A palavra “amizade” deriva do latim amicus (amigo), que possivelmente se derivou de amore (amar). Em sentido amplo, é uma relação afetiva entre duas pessoas que envolve o conhecimento mútuo e a afeição, além de lealdade ao ponto do altruísmo.

Na literatura científica, ela é reconhecida como uma importante fonte de felicidade e de bem-estar, uma vez que concede suporte social, o compartilhamento de experiências, de interesses, de sentimentos e de emoções. Para Carl Rogers, a amizade “é a aceitação de cada um como realmente ele é”.

A amizade é uma relação que traz diversos benefícios para nossa saúde(Foto: Divulgação / Shutterstock)
Foto: Divulgação / Shutterstock A amizade é uma relação que traz diversos benefícios para nossa saúde

A discussão acerca dos benefícios dessa relação é realizada por cientistas e pesquisadores há décadas. Um desses estudos é o de Harvard Study of Adult Development, desenvolvido pela centenária instituição de Massachusets, que acompanhou a vida de centenas de pessoas ao longo de mais de 80 anos.

Os cientistas queriam entender como os relacionamentos interpessoais, independentemente da idade, são fundamentais para o bem-estar e a longevidade. Foi revelado que quem mantinha conexões sociais fortes e significativas viviam mais, além de ter uma melhor saúde física e mental.

Foi detalhado que os relacionamentos próximos, mais do que dinheiro ou fama, era o que mantinha a felicidade das pessoas ao longo de suas vidas. Esses laços protegiam as pessoas dos descontentamentos, ajudavam a retardar o declínio mental e físico, além de contribuir para uma vida mais longa.

A pesquisa é uma das mais longas sobre comportamento humano(Foto: The Harvard Gazette )
Foto: The Harvard Gazette A pesquisa é uma das mais longas sobre comportamento humano

O diretor do estudo, Robert Waldinger, que também é professor e psiquiatra, afirmou em uma palestra: “Bons relacionamentos não protegem apenas nossos corpos; eles protegem nossos cérebros”.

A psicóloga clínica, Janara Pinheiro, explica que a amizade é um espaço potencial da construção de si e do outro, que leva ao respeito, a tolerância, e a renúncias, além de remeter as noções de intimidade e da capacidade de estar só.

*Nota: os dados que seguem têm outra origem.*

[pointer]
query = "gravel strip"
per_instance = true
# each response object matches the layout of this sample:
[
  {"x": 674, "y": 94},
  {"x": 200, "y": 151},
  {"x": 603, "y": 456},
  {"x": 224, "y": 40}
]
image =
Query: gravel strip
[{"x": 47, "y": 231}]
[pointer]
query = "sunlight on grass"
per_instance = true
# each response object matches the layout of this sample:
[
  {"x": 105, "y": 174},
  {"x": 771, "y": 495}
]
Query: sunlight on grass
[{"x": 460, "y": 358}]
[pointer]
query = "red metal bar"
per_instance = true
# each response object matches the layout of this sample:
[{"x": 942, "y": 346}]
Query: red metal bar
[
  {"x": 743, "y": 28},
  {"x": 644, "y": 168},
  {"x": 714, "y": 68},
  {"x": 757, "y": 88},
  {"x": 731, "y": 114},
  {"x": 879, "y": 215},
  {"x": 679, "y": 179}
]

“Você precisa ter prazer na própria companhia e reconhecer o outro como diferença. É um espaço de muita criatividade e potência, que exige um esforço psíquico para conviver melhor com o outro, não ficando preso no individualismo”, diz.

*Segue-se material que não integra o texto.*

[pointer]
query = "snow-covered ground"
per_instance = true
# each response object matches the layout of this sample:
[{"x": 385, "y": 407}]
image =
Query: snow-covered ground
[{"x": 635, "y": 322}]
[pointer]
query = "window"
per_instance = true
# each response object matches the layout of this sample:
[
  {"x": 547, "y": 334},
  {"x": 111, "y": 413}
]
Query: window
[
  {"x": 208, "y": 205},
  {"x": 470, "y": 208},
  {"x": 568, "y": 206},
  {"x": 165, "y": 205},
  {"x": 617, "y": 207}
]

Janara Pinheiro é psicóloga clínica(Foto: Arquivo Pessoal )
Foto: Arquivo Pessoal Janara Pinheiro é psicóloga clínica

Para a especialista, a amizade é uma oportunidade de conhecer a si e ao próximo, por isso ela remete a noção de liberdade, reciprocidade, intimidade e a renúncias narcísicas em prol da convivência com outro, resultando na edificação da nossa sociedade.

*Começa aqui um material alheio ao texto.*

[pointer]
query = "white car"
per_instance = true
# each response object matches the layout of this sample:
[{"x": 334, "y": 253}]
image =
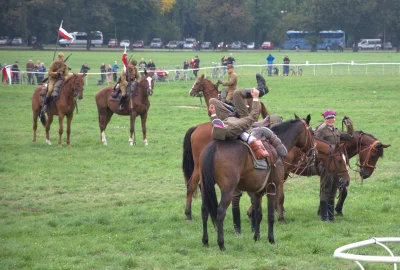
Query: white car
[{"x": 124, "y": 43}]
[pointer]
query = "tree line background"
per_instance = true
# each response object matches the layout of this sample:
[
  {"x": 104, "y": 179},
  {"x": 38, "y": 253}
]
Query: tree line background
[{"x": 206, "y": 20}]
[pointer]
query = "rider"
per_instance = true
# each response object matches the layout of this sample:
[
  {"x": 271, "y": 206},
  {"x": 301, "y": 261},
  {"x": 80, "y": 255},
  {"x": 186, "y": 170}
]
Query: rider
[
  {"x": 328, "y": 184},
  {"x": 134, "y": 77},
  {"x": 58, "y": 70}
]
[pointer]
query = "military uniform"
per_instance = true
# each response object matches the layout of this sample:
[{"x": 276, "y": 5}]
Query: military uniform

“Ter uma amizade é importante para a nossa saúde mental, elas nos ajudam aprender a lidar com as emoções, como a raiva e a tristeza, e as frustrações do cotidiano nas diferentes fases da vida. Os sentidos da amizade são construídos e transformados dependendo da cultura e da época histórica”, afirma.

Ela ressalta que essa relação desempenha um papel fundamental em vários momentos do processo de amadurecimento, e que esse laço é construído e reconstruído, não sendo algo rígido, e sim sobre identificações, permitindo novos laços em nossa vida.

Elas são como fonte de alegria, de sofrimento e de prazer, com uma capacidade associada a espontaneidade e a criatividade. Além disso, dependendo de diversos fatores, como perdas, o indivíduo consegue se reorganizar psiquicamente, desenvolvendo novos vínculos.

“As pessoas incapazes de ter amigos são indivíduos empobrecidos, não vivem de uma maneira autêntica. Às vezes até vive, mas de uma maneira falseada, que não tem conhecimento de si e vive suas relações de uma forma adaptativa e rígida sem se autoconhecer e afetando sua saúde mental”, clarifica.

 

 

As vovós da razão

Sonia Bonetti, Gilda Bandeira de Mello e Helena Wiechmann, todas naturais de São Paulo, mantinham uma amizade de décadas, sempre se reunindo em botecos para colocar a conversa em dia. Foi entre risadas e bons assuntos que Cássia Camargo, ex-nora de Helena, viu o potencial de transformar aqueles momentos em vídeos para a internet.

Em 2018, nascia “Avós da razão”, um canal no YouTube que reunia as três amigas para responderem perguntas e dar conselhos e opiniões sobre os mais diversos assuntos, sem nenhum tabu e com muito bom humor. O sucesso foi tão grande que hoje são 100 mil inscritos no portal.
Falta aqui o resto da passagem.